An average tenure hides a good number of people with longer tenure than that. I'm personally a counterexample to your point, for instance, and I know quite a number of others on other teams at my company (one of the FAANGs).
Turnover is definitely not uniform and a 12 month architecture lifespan is not, in my experience, either normal or healthy.
My experience is that architectures usually last 2-3 employee tenures, the point is the original architect usually doesn't see the outcome of their work.
I don't think workers' entire skillsets are obsoleted by any of those changes, unless you specialized in trend-chasing (obvious risk) and maybe if you refused to board the NoSQL train. But even now those 2003 RDBMS skills have a place again! High scalability companies are back to using traditional DBs where it makes sense.
I agree with this. While the flavor of the year frontend stack might change, since 2008 when I started dabbling in frontend, the fundamentals really haven't changed: understanding DOM, understanding the JavaScript execution model, understanding the layout models, understanding the complexities of dealing with data binding over asynchronous events and simultaneous users, and so on. jQuery didn't change any of that (although it drastically improved ergonomics). Angular didn't. React didn't either.

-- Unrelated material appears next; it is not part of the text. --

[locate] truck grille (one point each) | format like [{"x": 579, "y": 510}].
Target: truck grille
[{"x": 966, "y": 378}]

My experience has been that paradigms and tools can move fast and are relatively straightforward to pick up. Deep understanding of the underlying problem domain and the systems underneath the abstractions is harder to pick up, but the concepts move more slowly.
Depends on what you work on. If you are not on pure tech (a minority of people are), as you get closer to the business you will get insights on how things work, how you can change them, make them better etc. Only part of our job is technical, and without the business knowledge you can't push the world in which you work further. There will be pushback from the "old guard" always, everywhere, as there will be push for the "new thing" always, everywhere. Neither is healthy, and both should be evaluated with a cool head.

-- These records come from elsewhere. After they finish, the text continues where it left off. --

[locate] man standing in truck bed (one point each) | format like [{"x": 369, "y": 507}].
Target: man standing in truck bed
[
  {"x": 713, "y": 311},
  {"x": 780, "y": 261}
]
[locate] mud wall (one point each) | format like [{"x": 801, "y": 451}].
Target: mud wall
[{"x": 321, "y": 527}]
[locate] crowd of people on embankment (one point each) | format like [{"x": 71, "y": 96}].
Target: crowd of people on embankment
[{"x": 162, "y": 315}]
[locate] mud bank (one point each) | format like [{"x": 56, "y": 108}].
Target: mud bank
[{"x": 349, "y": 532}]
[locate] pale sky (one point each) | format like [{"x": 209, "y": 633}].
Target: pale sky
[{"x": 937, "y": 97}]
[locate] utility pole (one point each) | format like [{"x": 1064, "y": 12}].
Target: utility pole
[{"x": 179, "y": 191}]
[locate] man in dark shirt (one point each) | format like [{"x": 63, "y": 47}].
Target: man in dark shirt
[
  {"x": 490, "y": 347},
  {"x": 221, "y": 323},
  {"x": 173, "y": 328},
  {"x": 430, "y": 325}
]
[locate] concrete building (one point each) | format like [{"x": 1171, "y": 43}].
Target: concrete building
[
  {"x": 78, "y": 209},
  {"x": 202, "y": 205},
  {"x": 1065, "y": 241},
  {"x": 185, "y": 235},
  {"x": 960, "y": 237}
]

2008 was probably the pinnacle of web development. Everything else coming after that was a continuous line of decisions sacrificing usability and user friendliness for developer convenience.
I remember that in my peak webdev years in 2008, you built webapps by designing the HTML, converting it to templates, filling in data with Django or Rails, and then adding judicious interactivity with JQuery. By 2011 the world had moved on to Angular and SPAs, and you built webapps as a single HTML page and large JS bundle with a bunch of components that you'd fetch data for over AJAX. By 2013 the world moved on to React, and you had all these tools (Gulp, Grunt, Bower, NPM, etc.) to automate packaging and code-reuse. In 2015 people were still using React and more mature versions of these tools, but what changed was the economic reality that you could make lots of money as a webdev, and the industry itself was maturing with demand for new apps dying out.
I'm witnessing this with my team at work too. We have an "old guard" of leadership that joined the team in its peak years in 2018/2019, and learned (and often wrote) the tech stack as it existed then. Now our team is colliding with infrastructure efforts that started elsewhere in the company and were too immature to use last year, but are now starting to bear fruition and get widespread adoption throughout the org. People who were experts in the old way of doing things find that their skills and projects are now largely irrelevant.